The revision of a nonunited subtrochanteric fracture is challenging because of the varus deformity of the proximal fragment, bone loss and comminution, and occasionally by the failed previous implant [1, 5]. Currently, there is no strong evidence to support the use of either IMD or extramedullary devices in the revision of a failed subtrochanteric nonunion [1]. However, the CBP has been advocated for fractures with a very short proximal fragment and large deformities or defects in the region of the piriformis fossa and greater trochanter entry site [1]. The CBP is able to target the area below the femoral head that is unlikely to be compromised by the previous fixation.

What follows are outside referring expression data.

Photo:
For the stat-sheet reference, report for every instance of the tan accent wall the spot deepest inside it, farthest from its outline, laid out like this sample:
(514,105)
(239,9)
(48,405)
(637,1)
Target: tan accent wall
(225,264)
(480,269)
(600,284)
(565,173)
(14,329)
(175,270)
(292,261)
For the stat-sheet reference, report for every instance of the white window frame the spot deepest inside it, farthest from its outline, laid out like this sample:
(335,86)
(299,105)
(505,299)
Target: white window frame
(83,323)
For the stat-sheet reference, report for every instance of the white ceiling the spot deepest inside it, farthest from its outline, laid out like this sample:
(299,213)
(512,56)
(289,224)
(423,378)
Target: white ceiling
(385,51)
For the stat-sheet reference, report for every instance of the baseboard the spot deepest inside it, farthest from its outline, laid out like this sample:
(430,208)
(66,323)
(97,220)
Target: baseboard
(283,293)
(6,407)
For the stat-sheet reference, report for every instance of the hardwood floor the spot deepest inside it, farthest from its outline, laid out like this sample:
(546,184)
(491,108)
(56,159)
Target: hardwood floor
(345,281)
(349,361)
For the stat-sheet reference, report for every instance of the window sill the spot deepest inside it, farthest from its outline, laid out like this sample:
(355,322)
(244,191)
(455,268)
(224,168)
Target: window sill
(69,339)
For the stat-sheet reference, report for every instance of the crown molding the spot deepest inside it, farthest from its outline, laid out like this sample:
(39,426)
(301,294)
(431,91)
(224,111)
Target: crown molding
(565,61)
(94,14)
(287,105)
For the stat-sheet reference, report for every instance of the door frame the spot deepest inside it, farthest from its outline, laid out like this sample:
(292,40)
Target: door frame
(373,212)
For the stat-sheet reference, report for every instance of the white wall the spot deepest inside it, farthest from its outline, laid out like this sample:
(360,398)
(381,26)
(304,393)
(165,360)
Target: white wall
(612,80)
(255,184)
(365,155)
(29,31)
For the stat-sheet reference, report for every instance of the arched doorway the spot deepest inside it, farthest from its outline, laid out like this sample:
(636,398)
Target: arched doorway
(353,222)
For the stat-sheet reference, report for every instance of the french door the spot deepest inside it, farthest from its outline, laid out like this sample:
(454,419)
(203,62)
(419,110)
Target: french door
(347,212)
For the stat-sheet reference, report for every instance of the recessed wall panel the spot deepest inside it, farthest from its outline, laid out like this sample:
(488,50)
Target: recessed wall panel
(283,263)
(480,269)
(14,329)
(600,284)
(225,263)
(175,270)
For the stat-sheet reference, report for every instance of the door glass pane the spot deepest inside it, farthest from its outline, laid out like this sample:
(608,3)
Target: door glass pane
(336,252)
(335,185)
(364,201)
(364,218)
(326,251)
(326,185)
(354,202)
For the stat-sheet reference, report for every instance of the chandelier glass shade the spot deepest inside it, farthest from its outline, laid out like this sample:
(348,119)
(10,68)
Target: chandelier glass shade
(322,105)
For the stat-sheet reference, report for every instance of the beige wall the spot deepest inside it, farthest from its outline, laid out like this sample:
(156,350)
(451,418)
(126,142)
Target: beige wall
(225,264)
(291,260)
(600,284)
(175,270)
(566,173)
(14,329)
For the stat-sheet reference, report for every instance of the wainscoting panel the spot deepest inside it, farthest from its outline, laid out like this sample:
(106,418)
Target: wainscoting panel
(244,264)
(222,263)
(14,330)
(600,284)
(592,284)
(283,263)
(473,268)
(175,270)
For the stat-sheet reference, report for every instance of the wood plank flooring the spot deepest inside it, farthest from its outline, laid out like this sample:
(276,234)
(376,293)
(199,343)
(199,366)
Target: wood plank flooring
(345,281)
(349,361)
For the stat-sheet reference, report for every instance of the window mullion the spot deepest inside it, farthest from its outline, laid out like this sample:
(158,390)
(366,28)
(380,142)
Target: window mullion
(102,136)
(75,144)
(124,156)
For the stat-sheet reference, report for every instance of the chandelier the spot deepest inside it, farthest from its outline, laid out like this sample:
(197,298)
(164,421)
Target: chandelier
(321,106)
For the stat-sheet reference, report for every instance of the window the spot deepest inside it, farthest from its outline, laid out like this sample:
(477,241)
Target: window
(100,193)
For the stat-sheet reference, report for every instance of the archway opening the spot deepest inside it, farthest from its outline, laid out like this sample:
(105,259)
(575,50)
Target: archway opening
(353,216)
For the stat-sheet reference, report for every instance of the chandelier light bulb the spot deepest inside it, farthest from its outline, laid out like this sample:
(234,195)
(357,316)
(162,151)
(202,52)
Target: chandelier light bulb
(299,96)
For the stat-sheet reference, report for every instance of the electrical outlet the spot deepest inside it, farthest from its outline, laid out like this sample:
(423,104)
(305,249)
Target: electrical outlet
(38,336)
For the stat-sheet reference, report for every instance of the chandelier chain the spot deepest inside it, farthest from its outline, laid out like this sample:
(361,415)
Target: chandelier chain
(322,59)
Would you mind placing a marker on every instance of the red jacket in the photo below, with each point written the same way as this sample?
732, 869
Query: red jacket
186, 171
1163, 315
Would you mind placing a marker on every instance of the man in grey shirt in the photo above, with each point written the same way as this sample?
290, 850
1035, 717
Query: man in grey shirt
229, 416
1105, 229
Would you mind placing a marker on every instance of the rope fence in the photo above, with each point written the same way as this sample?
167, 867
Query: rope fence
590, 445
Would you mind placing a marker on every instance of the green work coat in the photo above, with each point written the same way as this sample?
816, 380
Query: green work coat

In our present case, we elected to revise the failed TGN device with an extramedullary CBP to provide anatomical reduction and fracture site compression, as bone loss and the proximity of the fracture to the femoral neck would not have allowed the insertion of a revision nail to achieve these successfully [1, 5]. Previous reports in the literature have confirmed the limited capacity of an IMD to correct the alignment and compress subtrochanteric nonunions to healing in a surgical revision, which are advantages that a CBP can offer [5, 14]. This added advantage was protected by augmenting the bone biology. The combination of RIA autograft, BMP-7 and HA cement was used because of the patient's bone loss and to restore the medial column to prevent cyclical loading of the plate on the tension side of the femur and potentially implant failure.

The gold standard for enhancing bone healing in nonunited fractures is an autologous bone graft [7]; however, this procedure has been associated with donor site morbidity and limited availability [7]. The RIA system was developed originally as a simultaneous reaming and aspiration system to reduce intramedullary pressure, heat generation and possibly fat embolism [15]. In addition, it has been recently reported that RIA aspirate contains hMSCs [16], which are known to differentiate toward the osteogenic lineage under the appropriate stimuli [10, 17].

Removing the TGN and proximal screw, as well as the fibrous tissue, from the nonunion site left a significant bone defect to be filled in our surgical revision case. Using intramedullary RIA reamings and BMP-7 was considered appropriate, as RIA reamings were available through the fracture site, avoiding the potential hazards of iliac crest harvesting. Furthermore, BMP-7 has previously been used with success in randomized human nonunion studies [9] and in experimental healing of metaphyseal bone defects [18]. In addition, the injected HA cement provided temporary mechanical support to the subchondral zone of the femoral head after removal of the proximal TGN screw, as the CBP blade did not reach this zone [19].

Conclusion

To the best of our knowledge, this is the first case study to report the successful combination of RIA autograft, BMP-7 and HA cement for the treatment of an established subtrochanteric nonunion. The essential requirements for success when revising a nonunited fracture are to provide anatomical reduction, mechanical stability, bone defect augmentation and biological stimulation to achieve healing. Current advances in molecular biology, such as rhBMP-7, and biotechnology, such as the RIA system and HA injectable cement, can improve the outcomes of patients over the use of our traditional surgical revision techniques.

Consent

Written informed consent was obtained from the patient for publication of this case report and accompanying images. A copy of the written consent is available for review by the Editor-in-Chief of this journal.